Morocco, which withdrew from the Organization of African Unity (the AU’s predecessor) in 1983 to protest the admission of the Polisario within the pan-African organization, has since then been criticizing this admission as an anomaly in contradiction with the international law. This view is also shared by a growing number of African states who see in the Algerian pro-separatist rhetoric an ideological anachronism that aims at manipulating the AU to serve Algiers’ own hegemonic agenda.
Last year, in the AU’s summit in Kigali, 28 African states submitted a motion to the AU Commission demanding the freeze of the membership of the Polisario in the continental organization.

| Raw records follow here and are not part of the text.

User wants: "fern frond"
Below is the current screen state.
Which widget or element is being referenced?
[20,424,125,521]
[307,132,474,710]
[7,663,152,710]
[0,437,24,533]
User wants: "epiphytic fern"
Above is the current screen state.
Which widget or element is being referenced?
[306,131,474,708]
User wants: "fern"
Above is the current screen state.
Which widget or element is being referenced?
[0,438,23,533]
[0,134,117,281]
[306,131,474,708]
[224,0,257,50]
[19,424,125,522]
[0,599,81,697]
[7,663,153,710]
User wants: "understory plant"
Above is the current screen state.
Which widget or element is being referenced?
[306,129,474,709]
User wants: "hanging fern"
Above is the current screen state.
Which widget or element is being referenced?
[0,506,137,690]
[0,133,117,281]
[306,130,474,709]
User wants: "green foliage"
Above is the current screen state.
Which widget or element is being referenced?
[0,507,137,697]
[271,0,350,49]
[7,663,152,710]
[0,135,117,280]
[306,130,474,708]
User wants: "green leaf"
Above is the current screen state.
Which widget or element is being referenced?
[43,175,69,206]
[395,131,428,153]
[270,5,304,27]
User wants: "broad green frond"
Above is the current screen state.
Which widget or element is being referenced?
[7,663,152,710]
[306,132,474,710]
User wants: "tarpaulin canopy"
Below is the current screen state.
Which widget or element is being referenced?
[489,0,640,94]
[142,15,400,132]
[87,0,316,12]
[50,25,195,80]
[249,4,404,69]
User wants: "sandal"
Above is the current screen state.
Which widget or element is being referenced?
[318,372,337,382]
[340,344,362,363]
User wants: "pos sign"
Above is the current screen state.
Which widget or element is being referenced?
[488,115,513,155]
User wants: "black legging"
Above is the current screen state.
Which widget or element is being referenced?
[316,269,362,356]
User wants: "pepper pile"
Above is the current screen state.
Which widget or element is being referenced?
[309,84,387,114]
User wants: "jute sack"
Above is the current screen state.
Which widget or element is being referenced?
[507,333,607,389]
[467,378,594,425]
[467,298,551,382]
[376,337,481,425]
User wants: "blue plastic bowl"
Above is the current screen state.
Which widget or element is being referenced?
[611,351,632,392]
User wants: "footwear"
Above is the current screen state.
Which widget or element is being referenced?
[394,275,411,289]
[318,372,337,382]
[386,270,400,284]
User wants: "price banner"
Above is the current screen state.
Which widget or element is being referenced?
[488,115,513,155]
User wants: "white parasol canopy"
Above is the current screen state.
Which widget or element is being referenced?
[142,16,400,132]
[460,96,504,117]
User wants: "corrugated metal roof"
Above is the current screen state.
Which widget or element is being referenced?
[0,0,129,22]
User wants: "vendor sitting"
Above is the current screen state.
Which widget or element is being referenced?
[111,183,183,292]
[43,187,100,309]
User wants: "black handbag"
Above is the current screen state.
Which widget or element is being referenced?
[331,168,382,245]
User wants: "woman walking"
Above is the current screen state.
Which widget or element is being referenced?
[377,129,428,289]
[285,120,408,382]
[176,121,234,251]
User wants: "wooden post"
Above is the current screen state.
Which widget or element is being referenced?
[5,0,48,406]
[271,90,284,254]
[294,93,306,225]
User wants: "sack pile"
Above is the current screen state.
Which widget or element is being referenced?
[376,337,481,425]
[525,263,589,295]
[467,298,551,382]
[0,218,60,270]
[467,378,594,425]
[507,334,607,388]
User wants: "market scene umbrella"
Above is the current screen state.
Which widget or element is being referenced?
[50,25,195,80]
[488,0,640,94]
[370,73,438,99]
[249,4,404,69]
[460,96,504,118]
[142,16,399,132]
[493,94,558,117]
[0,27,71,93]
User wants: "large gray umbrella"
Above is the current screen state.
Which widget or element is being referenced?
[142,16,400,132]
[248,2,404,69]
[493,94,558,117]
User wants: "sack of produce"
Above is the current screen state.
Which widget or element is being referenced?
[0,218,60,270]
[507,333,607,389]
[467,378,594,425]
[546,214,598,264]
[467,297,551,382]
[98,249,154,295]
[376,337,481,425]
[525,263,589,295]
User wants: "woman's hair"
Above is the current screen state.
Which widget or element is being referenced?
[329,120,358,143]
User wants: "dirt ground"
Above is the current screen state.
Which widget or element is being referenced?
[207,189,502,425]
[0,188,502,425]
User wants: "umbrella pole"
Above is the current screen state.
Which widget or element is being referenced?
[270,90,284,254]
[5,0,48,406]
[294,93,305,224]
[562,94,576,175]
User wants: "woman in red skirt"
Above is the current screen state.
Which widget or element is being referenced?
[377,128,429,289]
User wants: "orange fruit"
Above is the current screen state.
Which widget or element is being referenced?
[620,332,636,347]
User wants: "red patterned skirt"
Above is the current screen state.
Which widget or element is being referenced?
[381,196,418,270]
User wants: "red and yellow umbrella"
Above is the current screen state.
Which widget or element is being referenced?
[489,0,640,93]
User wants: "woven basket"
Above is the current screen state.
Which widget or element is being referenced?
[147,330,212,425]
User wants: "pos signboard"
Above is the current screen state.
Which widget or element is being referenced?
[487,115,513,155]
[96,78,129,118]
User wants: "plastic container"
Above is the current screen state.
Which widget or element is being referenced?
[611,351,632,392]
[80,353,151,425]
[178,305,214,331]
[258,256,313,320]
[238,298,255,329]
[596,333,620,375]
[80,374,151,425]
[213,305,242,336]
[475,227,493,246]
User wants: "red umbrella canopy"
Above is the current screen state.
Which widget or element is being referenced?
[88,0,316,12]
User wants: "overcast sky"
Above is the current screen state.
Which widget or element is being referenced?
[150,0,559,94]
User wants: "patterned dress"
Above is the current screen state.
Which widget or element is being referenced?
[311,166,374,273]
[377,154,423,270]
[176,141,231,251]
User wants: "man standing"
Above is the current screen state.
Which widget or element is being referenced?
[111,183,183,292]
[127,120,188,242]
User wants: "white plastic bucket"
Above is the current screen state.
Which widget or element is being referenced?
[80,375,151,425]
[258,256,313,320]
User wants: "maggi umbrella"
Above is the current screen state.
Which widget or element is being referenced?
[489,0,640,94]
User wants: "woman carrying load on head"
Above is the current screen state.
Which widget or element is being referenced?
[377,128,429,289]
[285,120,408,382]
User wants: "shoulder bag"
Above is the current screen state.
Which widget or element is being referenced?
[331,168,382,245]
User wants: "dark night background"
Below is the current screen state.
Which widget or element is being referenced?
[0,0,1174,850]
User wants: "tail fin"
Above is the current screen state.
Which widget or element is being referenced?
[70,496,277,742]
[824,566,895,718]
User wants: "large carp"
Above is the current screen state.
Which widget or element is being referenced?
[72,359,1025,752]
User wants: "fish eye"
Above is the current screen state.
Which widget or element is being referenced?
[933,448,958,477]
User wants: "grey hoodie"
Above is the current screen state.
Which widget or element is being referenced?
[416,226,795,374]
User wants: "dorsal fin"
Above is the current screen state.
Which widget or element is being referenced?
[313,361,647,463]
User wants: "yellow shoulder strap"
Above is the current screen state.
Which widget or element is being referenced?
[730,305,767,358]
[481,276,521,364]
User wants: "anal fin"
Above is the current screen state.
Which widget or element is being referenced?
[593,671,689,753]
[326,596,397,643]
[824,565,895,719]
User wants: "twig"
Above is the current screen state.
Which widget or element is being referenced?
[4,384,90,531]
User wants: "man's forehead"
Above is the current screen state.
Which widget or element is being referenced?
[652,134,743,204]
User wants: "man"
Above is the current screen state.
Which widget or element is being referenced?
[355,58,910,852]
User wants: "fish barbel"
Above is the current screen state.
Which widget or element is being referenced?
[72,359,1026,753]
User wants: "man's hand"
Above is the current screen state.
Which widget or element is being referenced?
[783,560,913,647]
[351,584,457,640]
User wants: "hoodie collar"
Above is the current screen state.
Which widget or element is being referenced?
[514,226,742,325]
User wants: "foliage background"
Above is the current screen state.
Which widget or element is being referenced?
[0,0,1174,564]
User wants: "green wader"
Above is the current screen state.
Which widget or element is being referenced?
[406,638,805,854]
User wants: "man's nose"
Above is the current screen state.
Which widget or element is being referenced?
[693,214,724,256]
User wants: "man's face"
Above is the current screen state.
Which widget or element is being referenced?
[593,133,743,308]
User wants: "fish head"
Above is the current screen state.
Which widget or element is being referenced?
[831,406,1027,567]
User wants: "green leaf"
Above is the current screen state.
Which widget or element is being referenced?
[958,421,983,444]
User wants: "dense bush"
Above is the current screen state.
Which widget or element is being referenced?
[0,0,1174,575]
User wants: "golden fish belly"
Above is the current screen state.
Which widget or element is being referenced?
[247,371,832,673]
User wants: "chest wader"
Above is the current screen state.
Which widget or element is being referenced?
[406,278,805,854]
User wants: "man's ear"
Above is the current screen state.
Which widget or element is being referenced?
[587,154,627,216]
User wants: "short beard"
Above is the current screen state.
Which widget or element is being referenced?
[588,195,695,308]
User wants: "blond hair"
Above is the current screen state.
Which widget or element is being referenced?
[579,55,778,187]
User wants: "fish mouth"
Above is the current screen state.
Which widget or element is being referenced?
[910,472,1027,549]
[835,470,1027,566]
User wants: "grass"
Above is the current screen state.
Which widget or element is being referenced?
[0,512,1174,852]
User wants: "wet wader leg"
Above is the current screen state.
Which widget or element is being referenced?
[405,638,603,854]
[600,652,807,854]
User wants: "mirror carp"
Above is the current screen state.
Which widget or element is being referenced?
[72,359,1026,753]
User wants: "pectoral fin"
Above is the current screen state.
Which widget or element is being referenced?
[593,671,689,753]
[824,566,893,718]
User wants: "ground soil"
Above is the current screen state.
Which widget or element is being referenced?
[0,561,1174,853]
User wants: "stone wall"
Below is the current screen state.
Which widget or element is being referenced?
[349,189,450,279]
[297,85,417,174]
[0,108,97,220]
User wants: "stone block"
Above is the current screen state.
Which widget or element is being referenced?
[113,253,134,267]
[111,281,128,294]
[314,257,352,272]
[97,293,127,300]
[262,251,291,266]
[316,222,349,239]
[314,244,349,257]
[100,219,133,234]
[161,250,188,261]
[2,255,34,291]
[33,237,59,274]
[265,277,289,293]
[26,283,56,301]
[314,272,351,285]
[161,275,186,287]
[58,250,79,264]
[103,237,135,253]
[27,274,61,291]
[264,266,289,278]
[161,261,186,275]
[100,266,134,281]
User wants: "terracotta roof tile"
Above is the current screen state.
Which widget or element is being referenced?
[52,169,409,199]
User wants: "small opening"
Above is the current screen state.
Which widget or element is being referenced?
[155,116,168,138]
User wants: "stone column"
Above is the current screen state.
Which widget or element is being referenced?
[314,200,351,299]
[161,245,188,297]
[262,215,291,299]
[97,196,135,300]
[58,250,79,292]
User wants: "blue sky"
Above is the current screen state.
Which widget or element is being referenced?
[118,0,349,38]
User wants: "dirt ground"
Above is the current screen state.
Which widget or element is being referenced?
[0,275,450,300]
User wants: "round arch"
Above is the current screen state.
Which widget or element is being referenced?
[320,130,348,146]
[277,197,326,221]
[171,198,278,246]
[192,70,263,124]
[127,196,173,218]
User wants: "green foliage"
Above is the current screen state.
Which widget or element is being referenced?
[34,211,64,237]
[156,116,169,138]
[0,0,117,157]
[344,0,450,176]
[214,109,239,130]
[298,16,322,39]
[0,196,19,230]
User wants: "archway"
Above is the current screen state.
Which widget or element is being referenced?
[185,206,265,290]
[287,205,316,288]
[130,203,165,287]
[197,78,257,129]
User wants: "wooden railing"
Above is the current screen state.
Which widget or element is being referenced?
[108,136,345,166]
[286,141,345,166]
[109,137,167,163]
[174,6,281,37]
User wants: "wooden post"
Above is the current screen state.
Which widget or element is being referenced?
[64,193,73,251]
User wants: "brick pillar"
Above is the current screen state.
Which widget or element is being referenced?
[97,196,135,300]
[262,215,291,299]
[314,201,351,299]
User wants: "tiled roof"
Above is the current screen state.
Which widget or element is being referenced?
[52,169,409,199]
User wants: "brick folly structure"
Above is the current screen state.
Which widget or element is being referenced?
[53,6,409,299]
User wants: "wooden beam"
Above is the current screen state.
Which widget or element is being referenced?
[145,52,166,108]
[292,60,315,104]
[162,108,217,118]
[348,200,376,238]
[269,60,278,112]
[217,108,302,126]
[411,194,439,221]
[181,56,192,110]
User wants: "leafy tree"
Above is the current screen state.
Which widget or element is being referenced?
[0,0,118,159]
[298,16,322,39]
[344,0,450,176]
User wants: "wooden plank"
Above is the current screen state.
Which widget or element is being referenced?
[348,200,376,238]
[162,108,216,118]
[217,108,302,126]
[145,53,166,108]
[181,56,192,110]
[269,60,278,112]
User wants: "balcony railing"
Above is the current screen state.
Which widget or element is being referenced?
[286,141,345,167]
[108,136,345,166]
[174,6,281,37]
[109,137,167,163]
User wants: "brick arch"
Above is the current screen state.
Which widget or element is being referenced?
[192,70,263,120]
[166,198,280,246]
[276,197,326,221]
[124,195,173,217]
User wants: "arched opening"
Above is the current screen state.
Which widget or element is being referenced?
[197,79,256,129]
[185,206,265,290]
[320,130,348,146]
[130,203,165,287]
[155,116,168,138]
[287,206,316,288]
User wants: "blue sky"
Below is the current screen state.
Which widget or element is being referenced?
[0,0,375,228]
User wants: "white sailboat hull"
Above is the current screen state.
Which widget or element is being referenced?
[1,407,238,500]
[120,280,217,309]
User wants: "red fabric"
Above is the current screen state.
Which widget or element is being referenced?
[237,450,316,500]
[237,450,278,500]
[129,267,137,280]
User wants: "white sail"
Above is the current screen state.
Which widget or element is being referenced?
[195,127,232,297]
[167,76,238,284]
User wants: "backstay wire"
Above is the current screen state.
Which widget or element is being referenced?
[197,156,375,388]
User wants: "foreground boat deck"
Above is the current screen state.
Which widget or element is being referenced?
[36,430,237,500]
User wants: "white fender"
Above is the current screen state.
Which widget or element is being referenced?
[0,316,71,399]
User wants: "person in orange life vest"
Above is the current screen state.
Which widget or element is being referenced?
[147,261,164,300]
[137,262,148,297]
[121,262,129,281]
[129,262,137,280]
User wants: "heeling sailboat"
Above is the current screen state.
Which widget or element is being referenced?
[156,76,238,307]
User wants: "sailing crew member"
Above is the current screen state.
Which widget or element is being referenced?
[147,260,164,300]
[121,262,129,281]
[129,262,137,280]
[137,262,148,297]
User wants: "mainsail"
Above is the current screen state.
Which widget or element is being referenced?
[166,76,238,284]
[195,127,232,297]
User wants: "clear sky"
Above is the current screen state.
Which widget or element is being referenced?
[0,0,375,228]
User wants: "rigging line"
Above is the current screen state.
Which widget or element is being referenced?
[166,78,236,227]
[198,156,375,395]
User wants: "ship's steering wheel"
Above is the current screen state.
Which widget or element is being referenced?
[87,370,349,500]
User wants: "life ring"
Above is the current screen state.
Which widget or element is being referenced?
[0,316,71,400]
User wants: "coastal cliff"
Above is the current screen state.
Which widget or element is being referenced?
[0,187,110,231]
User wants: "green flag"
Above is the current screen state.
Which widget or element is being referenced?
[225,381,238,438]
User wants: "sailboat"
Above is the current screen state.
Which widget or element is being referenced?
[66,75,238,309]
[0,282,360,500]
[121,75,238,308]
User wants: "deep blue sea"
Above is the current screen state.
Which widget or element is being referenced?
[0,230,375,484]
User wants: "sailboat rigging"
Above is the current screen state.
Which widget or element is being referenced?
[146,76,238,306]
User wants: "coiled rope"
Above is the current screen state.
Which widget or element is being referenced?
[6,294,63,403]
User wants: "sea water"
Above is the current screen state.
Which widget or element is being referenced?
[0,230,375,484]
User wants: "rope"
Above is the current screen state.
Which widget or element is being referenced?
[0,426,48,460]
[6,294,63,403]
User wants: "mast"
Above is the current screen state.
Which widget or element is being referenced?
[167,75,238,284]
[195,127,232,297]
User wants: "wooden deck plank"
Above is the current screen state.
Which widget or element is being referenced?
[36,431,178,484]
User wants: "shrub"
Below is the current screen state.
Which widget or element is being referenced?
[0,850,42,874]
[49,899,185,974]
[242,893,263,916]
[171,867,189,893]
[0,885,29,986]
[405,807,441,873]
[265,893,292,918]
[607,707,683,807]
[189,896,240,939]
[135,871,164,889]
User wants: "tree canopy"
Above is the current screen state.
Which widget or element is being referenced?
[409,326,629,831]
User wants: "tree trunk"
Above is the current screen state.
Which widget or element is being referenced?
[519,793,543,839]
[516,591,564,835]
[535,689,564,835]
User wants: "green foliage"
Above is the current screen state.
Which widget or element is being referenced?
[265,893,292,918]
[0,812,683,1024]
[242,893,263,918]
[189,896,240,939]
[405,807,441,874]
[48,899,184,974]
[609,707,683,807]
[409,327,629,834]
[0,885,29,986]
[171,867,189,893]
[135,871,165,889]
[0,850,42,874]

The participation of the SADR entity at the AU’s sectoral committees is an aberration since it does not fulfill the attributes of state sovereignty. In admitting the polisario as a fully fledged member, the AU is at odds with the UN process, which calls for a consensual solution to the Sahara issue. It goes without saying that a mutually acceptable solution to the artificial dispute over the Sahara excludes separatism, in addition to the fact that Morocco, with its recovered seat at the AU, will defend its cause much better.